俺は隣にいたシュートの肩を叩き、

「あの人ヤバくない?」

とその人を指差した。

「あ~めちゃ上手いな!暗くてよく見えないけど…誰?」

とシュートは俺に聞き返す。

「俺もわからん!けど上手くねぇ!」

とシュートと会話してるとそれを聞いていたのかミラーが、

「俺、行ってくるわ!」

とその人の前に行き、持ち前の高いテンションでいきなりバトルを仕掛けだした。

その人はいきなり目の前に現れたハイテンションなミラーに困惑した様子で苦笑いしていた。

「あぁ…空気読んで~。」

俺とシュートはフロアの空気をガラッと変えるミラーの行動にハラハラ感とため息を滲ませた。

しばらくするとその人はミラーの挑発に対し、仕方なさそうな顔をしながらも乗ってきた。

これは見物だと言わんばかりに俺達は2人を囲み、周りのダンサーを巻きこんでサークルを作り上げた。

近くで見ているとこの人には見覚えがあった。しかし、後一歩のところで名前が出てこない。

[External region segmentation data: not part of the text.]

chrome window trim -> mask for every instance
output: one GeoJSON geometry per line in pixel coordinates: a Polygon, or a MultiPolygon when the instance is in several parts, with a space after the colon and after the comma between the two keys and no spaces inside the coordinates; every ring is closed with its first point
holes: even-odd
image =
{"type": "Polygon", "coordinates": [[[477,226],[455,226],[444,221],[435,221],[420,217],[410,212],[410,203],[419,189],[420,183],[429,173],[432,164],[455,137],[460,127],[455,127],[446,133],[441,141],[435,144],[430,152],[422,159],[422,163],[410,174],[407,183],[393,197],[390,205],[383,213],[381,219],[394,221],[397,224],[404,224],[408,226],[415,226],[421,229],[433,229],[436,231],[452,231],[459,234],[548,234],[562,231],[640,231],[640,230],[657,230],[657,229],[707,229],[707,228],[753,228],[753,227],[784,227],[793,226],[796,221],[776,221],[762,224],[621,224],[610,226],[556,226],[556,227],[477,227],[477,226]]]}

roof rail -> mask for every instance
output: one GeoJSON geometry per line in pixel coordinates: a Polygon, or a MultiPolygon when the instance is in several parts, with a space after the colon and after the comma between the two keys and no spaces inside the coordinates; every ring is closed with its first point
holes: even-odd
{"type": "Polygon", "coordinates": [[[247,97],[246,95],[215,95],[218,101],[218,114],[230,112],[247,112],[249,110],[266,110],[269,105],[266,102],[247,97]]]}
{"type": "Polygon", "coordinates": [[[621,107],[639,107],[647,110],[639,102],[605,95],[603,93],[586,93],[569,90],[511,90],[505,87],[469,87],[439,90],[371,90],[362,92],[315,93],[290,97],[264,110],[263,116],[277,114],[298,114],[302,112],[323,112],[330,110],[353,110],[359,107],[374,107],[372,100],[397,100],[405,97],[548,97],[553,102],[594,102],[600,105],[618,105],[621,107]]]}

ミラーがlockで仕掛けたのに対して、DJの選曲した曲調に合わせるようにhiphopにlockを混ぜたstyleで返し、再びミラーが飛び出しアクロバティックな技を次々と繰り出し、サークルを作っていた他のダンサーからも歓声が上がる。

その歓声の中で俺はやっと名前を思い出した。

すぐさまシュートに耳打ちをする。

「この人、シャークさんだ!」

「え!マジで!?」

シュートはその名前に目を丸くした。

俺らの目の前で踊ってるこのシャークと言われる人は、5年ほど前に一世を風靡したbreakチーム「sea planet」のオリジナルメンバーの1人でありながらold(lock、pop、break)からnewschool(hiphop、house…etc)まで幅広くこなす『天才』と呼ばれるダンサーの1人だ。今はチーム活動は少なくなり、あまり人前に姿を現すことがなくなっていた。

そんな人を目の前に俺とシュートはそのジャンルレスな踊りの一挙手一投足に持てる五感の全てを集中させた。